Actions of highly eccentric orbits

TL;DR

This paper discusses methods for computing actions of highly eccentric orbits in axisymmetric potentials, distinguishing between box and loop orbits, and introduces algorithms and modifications to improve calculations.

Contribution

It presents new algorithms for determining critical actions and addresses challenges in computing orbit actions near critical values using the Staeckel Fudge.

Findings

Identified a critical value I_{3crit}(E) for orbit classification.

Developed algorithms to determine I_{3crit}(E) and Jzcrit.

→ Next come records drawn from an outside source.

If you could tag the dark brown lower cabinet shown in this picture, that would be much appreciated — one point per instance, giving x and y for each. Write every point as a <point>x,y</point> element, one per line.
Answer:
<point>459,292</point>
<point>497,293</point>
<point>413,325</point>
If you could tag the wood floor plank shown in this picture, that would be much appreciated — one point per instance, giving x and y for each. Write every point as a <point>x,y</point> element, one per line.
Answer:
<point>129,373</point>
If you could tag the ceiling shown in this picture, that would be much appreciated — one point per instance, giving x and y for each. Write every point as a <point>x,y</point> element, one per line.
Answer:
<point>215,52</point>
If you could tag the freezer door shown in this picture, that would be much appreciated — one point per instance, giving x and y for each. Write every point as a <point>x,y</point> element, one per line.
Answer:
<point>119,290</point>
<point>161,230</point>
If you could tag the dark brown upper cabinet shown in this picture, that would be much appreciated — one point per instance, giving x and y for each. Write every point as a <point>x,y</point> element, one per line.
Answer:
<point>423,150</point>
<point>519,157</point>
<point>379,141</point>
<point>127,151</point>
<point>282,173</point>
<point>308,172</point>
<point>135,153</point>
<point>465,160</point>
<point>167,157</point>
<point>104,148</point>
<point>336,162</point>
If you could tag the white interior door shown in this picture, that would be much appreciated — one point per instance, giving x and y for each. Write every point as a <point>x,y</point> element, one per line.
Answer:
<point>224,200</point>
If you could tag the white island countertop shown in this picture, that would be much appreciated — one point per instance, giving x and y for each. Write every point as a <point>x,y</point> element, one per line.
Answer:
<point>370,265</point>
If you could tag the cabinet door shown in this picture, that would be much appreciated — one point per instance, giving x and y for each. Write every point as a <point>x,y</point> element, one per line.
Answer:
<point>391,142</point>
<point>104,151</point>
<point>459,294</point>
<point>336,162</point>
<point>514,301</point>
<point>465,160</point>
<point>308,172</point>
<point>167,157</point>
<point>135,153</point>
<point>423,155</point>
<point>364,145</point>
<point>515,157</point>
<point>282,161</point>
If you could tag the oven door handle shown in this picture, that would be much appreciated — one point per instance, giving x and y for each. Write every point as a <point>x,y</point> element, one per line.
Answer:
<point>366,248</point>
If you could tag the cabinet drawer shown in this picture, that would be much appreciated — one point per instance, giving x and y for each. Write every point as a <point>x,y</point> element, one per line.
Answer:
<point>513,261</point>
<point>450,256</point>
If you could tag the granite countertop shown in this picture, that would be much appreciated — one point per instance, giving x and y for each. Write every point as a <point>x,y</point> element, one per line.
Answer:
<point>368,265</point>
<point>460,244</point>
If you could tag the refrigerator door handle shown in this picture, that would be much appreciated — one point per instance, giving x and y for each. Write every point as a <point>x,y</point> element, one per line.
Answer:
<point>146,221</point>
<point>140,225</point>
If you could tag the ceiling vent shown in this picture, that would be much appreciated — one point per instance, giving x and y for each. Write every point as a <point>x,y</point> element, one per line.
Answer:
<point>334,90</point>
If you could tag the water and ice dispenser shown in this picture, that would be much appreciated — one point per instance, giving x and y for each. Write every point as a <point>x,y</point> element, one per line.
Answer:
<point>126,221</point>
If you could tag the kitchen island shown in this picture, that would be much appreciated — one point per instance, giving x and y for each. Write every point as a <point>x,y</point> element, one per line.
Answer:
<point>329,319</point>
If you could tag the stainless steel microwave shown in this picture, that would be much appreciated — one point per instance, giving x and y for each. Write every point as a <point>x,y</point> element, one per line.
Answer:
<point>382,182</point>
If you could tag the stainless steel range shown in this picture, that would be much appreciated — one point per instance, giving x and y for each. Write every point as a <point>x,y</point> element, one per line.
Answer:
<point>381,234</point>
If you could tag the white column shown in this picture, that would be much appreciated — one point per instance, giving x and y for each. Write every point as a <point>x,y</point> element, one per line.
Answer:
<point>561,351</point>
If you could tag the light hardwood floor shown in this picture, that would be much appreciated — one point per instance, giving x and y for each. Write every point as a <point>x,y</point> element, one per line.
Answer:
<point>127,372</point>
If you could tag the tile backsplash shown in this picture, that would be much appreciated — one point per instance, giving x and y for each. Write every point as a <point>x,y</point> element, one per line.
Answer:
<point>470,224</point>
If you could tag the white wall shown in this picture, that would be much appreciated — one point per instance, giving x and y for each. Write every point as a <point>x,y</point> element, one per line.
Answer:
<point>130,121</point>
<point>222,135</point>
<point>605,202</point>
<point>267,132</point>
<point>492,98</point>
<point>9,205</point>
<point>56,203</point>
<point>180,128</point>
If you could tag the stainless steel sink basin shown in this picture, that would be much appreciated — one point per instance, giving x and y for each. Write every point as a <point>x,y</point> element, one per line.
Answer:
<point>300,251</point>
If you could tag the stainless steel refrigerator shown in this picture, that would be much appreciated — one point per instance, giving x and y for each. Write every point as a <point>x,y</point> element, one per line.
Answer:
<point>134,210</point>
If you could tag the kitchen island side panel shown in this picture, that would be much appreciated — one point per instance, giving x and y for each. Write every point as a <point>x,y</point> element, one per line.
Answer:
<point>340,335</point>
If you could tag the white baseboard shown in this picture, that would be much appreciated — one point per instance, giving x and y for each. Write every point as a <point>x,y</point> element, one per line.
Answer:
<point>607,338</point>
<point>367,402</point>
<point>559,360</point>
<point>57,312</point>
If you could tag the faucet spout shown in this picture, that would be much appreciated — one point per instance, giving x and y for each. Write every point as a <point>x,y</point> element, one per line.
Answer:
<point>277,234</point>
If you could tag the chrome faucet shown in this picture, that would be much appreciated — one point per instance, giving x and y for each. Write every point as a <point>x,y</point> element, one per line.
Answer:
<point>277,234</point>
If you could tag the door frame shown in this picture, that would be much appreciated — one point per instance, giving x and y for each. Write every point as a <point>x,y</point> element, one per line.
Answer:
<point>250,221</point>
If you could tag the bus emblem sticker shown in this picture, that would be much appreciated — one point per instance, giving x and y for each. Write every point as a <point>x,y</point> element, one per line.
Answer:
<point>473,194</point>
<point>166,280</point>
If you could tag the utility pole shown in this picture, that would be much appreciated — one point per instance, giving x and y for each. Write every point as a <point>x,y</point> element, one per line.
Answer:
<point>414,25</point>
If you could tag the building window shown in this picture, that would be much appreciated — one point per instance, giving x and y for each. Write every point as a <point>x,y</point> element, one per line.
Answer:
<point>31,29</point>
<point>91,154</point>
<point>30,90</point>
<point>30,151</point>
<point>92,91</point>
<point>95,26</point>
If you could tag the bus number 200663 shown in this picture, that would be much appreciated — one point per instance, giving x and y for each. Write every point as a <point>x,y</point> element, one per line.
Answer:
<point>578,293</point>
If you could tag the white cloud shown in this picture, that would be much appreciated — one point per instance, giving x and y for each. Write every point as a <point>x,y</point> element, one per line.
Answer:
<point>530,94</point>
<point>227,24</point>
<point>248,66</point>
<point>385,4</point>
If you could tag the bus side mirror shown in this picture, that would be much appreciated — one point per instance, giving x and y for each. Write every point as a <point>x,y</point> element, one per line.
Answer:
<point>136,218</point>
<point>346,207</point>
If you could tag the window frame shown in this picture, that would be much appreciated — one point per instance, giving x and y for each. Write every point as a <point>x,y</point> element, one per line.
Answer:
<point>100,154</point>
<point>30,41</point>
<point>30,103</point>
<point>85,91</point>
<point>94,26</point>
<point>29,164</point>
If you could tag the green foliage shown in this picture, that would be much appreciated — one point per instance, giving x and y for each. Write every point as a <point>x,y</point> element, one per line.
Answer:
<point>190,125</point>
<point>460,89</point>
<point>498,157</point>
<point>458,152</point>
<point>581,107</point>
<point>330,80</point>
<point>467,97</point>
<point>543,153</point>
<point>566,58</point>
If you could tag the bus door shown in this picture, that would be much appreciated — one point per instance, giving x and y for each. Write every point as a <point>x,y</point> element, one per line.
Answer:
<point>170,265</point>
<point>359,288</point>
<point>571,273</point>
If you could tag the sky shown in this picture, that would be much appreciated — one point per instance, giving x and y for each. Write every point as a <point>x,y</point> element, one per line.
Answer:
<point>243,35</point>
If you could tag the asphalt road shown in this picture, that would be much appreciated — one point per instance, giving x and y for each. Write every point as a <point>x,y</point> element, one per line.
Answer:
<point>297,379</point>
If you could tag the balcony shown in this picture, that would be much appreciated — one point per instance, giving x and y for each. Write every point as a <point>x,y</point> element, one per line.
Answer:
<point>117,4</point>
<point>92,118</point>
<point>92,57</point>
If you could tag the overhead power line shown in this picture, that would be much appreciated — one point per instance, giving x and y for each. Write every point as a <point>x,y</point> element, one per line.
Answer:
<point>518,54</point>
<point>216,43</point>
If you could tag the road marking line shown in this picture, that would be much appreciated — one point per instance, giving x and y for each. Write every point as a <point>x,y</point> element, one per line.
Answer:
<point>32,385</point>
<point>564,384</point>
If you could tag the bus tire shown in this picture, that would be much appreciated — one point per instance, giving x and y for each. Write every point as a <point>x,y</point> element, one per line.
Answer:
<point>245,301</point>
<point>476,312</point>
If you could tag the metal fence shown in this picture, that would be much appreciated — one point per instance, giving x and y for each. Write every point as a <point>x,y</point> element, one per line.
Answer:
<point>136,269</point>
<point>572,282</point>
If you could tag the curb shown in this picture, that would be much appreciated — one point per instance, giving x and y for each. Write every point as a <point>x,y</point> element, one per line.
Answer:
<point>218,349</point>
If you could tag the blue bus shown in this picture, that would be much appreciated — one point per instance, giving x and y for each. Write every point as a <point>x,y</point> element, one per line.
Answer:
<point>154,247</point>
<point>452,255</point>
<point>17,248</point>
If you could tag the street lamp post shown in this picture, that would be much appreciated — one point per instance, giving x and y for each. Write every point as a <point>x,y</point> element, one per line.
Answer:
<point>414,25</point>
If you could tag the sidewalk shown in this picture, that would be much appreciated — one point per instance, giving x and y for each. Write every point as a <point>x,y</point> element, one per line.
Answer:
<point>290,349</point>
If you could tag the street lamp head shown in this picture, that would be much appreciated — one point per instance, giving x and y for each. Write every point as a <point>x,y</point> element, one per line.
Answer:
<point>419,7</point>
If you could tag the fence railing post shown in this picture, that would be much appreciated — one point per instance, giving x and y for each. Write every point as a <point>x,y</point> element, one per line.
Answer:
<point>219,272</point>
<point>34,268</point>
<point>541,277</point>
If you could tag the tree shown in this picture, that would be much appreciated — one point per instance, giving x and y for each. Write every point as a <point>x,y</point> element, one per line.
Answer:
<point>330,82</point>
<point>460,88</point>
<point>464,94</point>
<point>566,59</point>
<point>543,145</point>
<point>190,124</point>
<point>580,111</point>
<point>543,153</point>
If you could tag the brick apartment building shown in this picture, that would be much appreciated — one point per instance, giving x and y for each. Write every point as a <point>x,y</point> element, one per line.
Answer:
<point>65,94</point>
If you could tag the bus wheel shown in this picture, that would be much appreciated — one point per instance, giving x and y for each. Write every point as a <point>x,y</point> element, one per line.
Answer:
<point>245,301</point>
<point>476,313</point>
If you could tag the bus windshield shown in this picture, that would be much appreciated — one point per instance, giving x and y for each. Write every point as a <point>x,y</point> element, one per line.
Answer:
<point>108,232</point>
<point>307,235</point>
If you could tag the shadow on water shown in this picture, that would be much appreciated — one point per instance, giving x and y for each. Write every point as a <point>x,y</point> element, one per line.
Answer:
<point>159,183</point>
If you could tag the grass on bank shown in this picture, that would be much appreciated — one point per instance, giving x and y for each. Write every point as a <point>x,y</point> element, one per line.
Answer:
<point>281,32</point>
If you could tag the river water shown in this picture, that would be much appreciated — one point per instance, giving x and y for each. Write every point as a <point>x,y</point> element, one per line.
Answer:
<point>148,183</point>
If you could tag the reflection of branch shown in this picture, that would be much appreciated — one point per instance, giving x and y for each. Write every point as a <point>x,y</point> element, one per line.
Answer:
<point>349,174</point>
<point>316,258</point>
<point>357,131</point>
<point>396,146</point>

Proposed modifications to the Staeckel Fudge to improve accuracy.

Abstract

The challenge presented by computing actions for eccentric orbits in axisymmetric potentials is discussed. In the limit of vanishing angular momentum about the potential's symmetry axis, there is a clean distinction between box and loop orbits. We show that this distinction persists into the regime of non-zero angular momentum. In the case of a Staeckel potential, there is a critical value I_{3crit}(E) of the third integral I_3 below which I_3 does not contribute to the centrifugal barrier. An orbit is of box or loop type according as its value of I_3 is smaller or greater than I_{3crit}. We give algorithms for determining I_{3crit}(E) and the critical action Jzcrit below which orbits in any given potential are boxes. It is hard to compute the actions and especially the frequencies of orbits that have Jz ~ Jzcrit using the Staeckel Fudge. A modification of the Fudge that alleviates the problem is described.